The Tempe City Council approved the 2022 Tempe Climate Action Plan update at a meeting March 3. The plan, which was first adopted in 2019, created a road map to address the immediate threat of extreme heat and implement strategies to lower greenhouse gas emissions from the energy and transportation sectors.

“Our City Council is fully committed to seeking and hearing our residents’ voices in this essential climate work,” Mayor Corey D. Woods said in a release. “Because of the thoughtful process of developing the update, council has a clear vision for a sustainable and resilient Tempe and an understanding of the personnel, programs, policies and infrastructure needed to get there.”

Tempe was the second Arizona city to adopt a climate action plan and the first city in the Valley, according to officials. The updated plan was created with residents and businesses through more than 20 listening sessions, focus groups and public meetings in 2021.

Tempe Sustainability and Resilience Director Braden Kay saluted the help of the Tempe Neighborhood Services Division; the Mayor’s Youth Advisory Commission; the Tempe Chamber of Commerce; the Arizona State University School for the Future of Innovation in Society, School of Sustainability and School of Design; and the community organization Unlimited Potential, according to the release.

“We wanted to take the time have conversations across Tempe and better understand what residents and businesses think about the current state of sustainability efforts and what their ideas of a truly sustainable city look and feel like,” Kay said in the release. “We were able to facilitate authentic and meaningful engagement that led to the co-creation of four agendas.”

The update reports municipal operations and community greenhouse gas emissions were reduced between 2015 and 2020. Municipal operations saw a 2.5% reduction, while community green house gas emissions were reduced by 16%, according to the report. This analysis helps Tempe decisionmakers and staff better understand the progress and strategies needed to achieve City Council's goal of being carbon neutral in community and municipal operations by 2050, according to the release.

Three main actions are outlined in the update as being the most significant in decreasing carbon emissions and promoting resilience to extreme heat, according to the release:

  • Green codes and standards: Ensure that Tempe builds buildings and infrastructure that allow residents to thrive despite increasing summer heat. Developers can design landscapes that capture stormwater while growing vegetation for shade and urban cooling to promote a more walkable and cooler Tempe. The city can also work to encourage sustainable construction methods and material use.

  • Transportation demand management and mobility hubs: Support programs and infrastructure that makes it affordable and easy to choose low-carbon transportation options throughout the city. There is an opportunity to develop a transportation demand management program to encourage transit and carpool use to reduce traffic congestion and carbon emissions. The city can establish a network of mobility hubs that combine different modes of transportation in one location reducing the need for single occupancy trips and vehicle ownership.

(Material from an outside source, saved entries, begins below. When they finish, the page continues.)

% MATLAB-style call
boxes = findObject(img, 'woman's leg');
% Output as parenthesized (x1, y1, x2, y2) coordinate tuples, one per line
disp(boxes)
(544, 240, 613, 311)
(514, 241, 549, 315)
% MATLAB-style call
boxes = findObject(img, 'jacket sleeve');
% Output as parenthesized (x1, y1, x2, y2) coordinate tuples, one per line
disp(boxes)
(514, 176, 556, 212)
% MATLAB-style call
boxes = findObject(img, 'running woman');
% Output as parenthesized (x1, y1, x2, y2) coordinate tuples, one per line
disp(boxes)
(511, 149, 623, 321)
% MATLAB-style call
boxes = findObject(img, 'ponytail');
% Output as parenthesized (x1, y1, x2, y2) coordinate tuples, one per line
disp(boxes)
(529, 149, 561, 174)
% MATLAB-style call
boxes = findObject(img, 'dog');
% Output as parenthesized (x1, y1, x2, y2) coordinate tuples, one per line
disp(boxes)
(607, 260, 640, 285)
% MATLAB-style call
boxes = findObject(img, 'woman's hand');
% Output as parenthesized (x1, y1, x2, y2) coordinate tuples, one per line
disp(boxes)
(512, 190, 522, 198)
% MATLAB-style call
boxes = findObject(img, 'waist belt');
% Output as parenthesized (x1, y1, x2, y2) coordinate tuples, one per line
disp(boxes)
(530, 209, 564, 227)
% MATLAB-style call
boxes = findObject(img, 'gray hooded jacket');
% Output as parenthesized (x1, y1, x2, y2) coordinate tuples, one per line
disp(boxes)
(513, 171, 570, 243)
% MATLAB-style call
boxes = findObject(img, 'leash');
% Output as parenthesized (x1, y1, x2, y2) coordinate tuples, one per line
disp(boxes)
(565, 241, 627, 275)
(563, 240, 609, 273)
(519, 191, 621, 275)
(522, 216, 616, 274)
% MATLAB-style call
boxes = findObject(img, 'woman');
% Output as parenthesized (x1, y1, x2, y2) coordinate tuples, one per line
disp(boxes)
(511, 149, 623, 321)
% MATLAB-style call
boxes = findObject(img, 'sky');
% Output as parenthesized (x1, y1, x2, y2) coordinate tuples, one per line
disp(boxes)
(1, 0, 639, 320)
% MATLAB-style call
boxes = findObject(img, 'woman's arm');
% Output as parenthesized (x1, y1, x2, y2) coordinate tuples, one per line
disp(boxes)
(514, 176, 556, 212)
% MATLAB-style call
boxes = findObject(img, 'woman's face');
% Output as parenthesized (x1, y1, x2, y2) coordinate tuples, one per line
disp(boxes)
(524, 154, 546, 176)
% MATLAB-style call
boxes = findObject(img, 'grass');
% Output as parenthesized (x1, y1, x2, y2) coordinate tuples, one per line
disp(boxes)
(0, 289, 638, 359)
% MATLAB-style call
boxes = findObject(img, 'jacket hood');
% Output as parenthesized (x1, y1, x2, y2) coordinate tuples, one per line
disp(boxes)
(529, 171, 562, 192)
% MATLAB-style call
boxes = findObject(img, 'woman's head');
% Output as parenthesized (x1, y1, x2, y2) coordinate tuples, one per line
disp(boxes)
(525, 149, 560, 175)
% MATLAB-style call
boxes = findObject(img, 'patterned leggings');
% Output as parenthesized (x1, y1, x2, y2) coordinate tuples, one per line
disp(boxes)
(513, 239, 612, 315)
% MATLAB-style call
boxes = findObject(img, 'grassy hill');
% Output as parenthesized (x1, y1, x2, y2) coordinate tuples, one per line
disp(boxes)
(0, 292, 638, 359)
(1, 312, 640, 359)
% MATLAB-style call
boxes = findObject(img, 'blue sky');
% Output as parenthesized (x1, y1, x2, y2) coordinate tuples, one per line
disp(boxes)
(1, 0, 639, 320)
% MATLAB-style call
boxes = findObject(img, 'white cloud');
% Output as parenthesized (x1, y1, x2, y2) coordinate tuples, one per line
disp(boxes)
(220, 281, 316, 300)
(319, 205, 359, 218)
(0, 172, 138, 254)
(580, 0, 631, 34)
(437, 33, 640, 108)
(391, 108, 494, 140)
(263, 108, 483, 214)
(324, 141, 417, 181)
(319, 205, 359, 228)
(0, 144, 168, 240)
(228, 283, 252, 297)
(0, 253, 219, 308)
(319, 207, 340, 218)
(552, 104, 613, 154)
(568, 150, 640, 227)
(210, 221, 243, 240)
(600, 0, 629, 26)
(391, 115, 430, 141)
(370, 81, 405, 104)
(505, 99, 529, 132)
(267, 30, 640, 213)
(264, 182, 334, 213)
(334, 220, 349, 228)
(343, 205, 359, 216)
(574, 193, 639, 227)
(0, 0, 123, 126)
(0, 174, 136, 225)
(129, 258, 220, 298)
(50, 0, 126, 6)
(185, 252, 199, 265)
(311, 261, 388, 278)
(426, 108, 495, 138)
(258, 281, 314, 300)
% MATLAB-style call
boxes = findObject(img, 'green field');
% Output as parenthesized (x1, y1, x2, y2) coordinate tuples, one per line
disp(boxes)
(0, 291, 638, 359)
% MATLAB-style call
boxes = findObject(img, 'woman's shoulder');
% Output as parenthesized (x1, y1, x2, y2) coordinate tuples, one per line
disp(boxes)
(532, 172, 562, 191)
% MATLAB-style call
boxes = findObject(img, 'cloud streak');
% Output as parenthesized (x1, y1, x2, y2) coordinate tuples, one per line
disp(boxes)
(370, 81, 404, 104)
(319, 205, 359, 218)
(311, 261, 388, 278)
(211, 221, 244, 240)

  • Resilient hubs and resilient energy hubs: The city of Tempe can partner with utilities to reduce barriers to adding solar and battery storage to buildings of first response and first refuge. These solutions can add to the clean energy economy and ensure residents are prepared for power outages and increasingly hot summers.

The update lays out Tempe’s progress within these action areas since the 2019 climate action plan and provides examples of cities that have showed major advancement in these areas. The Sustainability and Resilience Office is proposing the creation of a Resilient Tempe Master Plan and Utility Feasibility Study to plan a comprehensive approach to green stormwater infrastructure, urban forestry and shade investments and determine appropriate long-term funding strategies to ensure Tempe is prepared for summers that have over 50 days a year over 110 degrees, according to the release.